2022-11-27

コバノスナゴケ

 平凡社の図鑑では、シモフリゴケ、エゾスナゴケ、コバノスナゴケ、ナガエノスナゴケなどは全て Racomitrium(シモフリゴケ属)となっていますが、これら日本産旧シモフリゴケ属は5つの属に整理されています(蘚苔類研究12巻3号)。 上記のコケについても、シモフリゴケ以外は Racomitrium ではなくなりました(こちら)。
 私の頭の中も現在混乱中で、これまで分かったつもりになっている種についても見直しが必要で、それぞれの属の特徴を理解する必要性を感じています。
 ということで、今回はコバノスナゴケ Niphotrichum barbuloides と思っているコケ(2022.8.25.撮影)です。 なお、下の文中の太字の部分は、Niphotrichum属の特徴とされているものです。

 上がそのコケです。 札幌市の定山渓の岩上に育っていました。

 茎は長く伸び、たくさんの短い枝を出していますが、赤い矢印のように長く伸びた枝(新しい茎)もあります。

 湿った状態では、ほとんどの葉は上のように反り返っています。 葉の中央部の縁は反曲しています。


 上の2枚は別の葉の葉頂の様子です(倍率は異なります)。 透明尖には歯があり、しばしば少数のパピラがありますが、長さは葉によって異なり、時には見られないこともあります。 透明尖の基部は葉縁に沿って下延しています。
 中肋は葉頂近くに達しています。 葉の上部はキール状ですが、どうにか開いて撮ることができました。

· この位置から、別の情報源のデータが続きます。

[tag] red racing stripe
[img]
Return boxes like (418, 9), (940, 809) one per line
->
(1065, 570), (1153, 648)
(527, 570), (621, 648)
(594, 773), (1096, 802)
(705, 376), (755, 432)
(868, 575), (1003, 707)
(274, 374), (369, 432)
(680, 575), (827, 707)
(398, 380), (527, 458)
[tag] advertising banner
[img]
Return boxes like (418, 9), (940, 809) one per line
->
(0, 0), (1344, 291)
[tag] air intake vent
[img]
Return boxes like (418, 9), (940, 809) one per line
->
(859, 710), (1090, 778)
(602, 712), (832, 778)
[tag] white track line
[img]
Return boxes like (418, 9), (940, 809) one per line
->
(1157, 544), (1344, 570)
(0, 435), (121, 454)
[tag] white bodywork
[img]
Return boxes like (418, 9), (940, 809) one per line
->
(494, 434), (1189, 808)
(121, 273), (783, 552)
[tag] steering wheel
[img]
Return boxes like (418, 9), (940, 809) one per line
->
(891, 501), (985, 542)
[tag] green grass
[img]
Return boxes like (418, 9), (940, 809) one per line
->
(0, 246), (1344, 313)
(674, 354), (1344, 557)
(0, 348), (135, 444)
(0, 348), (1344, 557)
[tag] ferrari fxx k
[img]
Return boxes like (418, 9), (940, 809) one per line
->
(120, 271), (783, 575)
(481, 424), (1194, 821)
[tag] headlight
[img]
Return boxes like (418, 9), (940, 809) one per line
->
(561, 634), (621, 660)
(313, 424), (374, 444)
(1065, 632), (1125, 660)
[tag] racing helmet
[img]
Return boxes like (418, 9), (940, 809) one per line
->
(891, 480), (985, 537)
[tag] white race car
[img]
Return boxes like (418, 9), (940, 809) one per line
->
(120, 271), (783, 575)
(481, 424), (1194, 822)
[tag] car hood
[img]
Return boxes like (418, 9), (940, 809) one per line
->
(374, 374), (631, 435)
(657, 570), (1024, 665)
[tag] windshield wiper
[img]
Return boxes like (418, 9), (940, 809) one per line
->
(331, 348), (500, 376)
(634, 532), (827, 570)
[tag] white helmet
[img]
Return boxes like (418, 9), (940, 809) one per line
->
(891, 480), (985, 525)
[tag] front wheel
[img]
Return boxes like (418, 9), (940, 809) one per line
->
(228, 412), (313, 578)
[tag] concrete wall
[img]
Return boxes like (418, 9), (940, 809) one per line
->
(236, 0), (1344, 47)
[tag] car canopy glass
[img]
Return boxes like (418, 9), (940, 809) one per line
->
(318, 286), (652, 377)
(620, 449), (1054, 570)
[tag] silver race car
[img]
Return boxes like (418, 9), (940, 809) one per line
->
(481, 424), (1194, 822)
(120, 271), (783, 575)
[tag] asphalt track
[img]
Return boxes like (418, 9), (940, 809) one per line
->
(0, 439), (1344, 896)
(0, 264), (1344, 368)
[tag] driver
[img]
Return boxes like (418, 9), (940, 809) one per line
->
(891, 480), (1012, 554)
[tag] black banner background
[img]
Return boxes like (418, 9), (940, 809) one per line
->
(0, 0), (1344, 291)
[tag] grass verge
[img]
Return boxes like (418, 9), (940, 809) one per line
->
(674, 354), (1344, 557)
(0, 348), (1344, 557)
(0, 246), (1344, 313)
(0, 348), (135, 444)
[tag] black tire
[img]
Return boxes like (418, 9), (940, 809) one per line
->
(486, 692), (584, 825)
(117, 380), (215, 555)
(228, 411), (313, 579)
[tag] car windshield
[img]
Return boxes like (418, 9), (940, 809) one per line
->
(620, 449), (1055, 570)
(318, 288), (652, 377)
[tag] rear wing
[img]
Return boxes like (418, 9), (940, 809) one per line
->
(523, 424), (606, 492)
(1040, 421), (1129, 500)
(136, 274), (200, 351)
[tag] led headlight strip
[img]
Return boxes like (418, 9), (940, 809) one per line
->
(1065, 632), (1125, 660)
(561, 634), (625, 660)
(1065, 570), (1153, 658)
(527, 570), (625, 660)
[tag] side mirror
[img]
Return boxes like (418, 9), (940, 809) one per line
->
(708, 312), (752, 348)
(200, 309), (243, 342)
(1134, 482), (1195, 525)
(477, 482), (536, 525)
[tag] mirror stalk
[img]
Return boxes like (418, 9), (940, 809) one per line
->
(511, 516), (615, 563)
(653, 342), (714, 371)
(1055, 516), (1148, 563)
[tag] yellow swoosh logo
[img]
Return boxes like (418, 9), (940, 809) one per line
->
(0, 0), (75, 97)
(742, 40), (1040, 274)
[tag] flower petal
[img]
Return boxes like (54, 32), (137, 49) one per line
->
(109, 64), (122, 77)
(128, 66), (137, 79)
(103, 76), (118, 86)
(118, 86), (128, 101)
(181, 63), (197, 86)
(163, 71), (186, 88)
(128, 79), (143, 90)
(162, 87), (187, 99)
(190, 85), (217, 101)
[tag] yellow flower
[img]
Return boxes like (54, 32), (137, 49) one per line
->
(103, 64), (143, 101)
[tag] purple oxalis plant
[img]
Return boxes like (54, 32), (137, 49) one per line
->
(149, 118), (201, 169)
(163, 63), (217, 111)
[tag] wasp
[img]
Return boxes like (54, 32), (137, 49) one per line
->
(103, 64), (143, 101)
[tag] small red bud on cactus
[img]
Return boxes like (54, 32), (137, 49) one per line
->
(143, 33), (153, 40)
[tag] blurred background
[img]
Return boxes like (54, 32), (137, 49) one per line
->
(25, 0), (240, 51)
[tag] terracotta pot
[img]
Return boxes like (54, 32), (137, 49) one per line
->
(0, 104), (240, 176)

 翼細胞は発達していて、透明~淡黄色で薄壁の大きな細胞からなっています。 翼部の境はそれほど明瞭ではありません。 葉の基部の細胞は黄色みを帯びています。

 上は葉の中央部の葉身細胞で、細胞腔上に複数のパピラが見られます。

 上は葉の下部の細胞で、細胞腔は狭くて厚壁です。 葉の基部に近づくにつれ、パピラは少なくなり、基部付近ではほとんど無くなります。

 上は葉の基部から1/3ほどの所の断面です。 パピラは背腹両面に同じように見られます。 中肋は背面側に突出しています。

◎ これまでに本種と思っていたコケをこちらこちらに載せています。 見直してみて、たぶん間違いではないと思いますが・・・。